Minority owners have the least amount of safety since they have the least amount of control. They can lose money if the property is mismanaged. Since Majority owners have more control they have more safety than minority owners. On average real estate has proven to be a safe investment over time for majority owners. Compared to minority and majority ownership, real estate lending may be the safest investment. Lenders control the amount of risk they are willing to take based on the required down payment. When lenders want to assume less risk, they can increase the amount of the down payment that they require.

Expenses

Due to the expenses associated with real estate, it is generally considered a long-term asset.
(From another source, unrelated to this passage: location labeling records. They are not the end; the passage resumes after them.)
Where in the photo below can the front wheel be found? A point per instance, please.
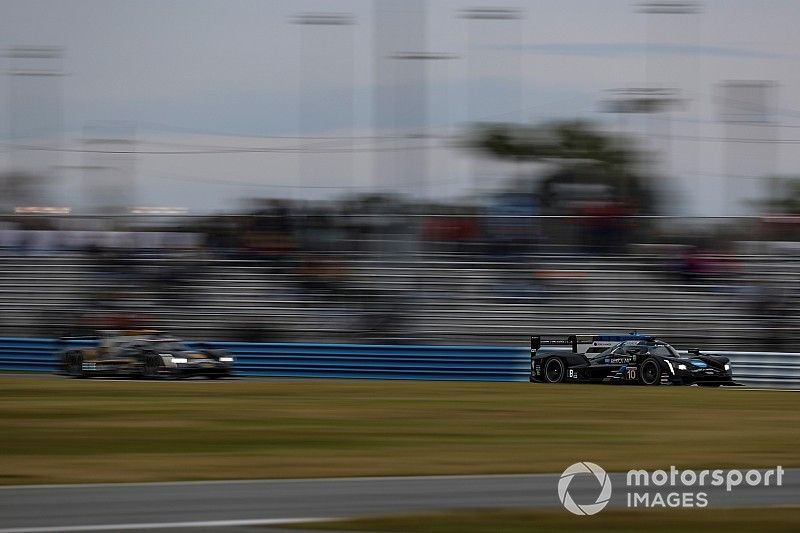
(650, 372)
(554, 370)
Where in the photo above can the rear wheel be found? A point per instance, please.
(554, 370)
(151, 366)
(650, 372)
(73, 362)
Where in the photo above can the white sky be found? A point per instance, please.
(218, 72)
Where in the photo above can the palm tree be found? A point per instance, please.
(581, 153)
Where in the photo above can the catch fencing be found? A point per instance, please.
(412, 362)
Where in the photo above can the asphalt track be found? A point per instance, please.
(220, 505)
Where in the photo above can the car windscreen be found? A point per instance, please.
(171, 346)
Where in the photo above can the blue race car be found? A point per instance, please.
(625, 359)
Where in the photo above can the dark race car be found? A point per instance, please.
(624, 359)
(142, 354)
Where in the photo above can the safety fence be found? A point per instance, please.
(413, 362)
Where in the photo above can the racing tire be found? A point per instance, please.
(650, 372)
(151, 366)
(73, 365)
(554, 370)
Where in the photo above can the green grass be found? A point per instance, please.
(764, 520)
(63, 430)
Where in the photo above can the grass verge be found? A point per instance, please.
(64, 430)
(764, 520)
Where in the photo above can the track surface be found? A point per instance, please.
(224, 504)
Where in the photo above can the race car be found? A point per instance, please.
(142, 354)
(624, 359)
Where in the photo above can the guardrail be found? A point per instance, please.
(415, 362)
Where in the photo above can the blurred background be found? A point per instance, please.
(402, 170)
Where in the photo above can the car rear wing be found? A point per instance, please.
(554, 341)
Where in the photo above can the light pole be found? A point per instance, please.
(406, 166)
(475, 110)
(655, 81)
(321, 66)
(35, 104)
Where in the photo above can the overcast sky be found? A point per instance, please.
(202, 72)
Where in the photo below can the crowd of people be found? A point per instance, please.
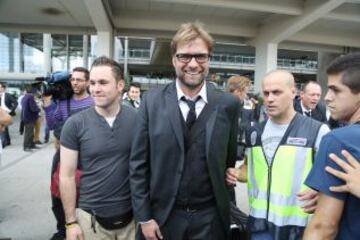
(162, 166)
One exception may be when a property is purchased at a discount so that it can be flipped to make a profit despite the expenses. Minority and majority owners face more expenses than lenders.  The former group has purchase expenses, management expenses, and disposition expenses which are associated with selling the property. Lenders don’t face these expenses. They just lend the money to the people buying real estate—the people who face all of the expenses.

Rate of Return

The rate of return tends to be high for both majority and minority owners. Over time both groups may even see double digit returns. In general, the rate of return that lenders see depends on the size of the property. Lending to someone who purchases a single family home is different than lending to someone who purchases a large commercial real estate project, and the rates of return can vary greatly.

Tax Efficiency

Real estate owners face a better tax situation than real estate lenders. Depreciation gives owners the ability to shift their tax burden to the future. When it’s time to pay the depreciation recapture tax, owners can usually pay the tax with the proceeds from selling the property. Still, the capital gains tax rate that owners pay is better than paying ordinary income tax rates. Lenders, though, have to pay ordinary income taxes on their gains, so their tax situation is not as favorable as owners.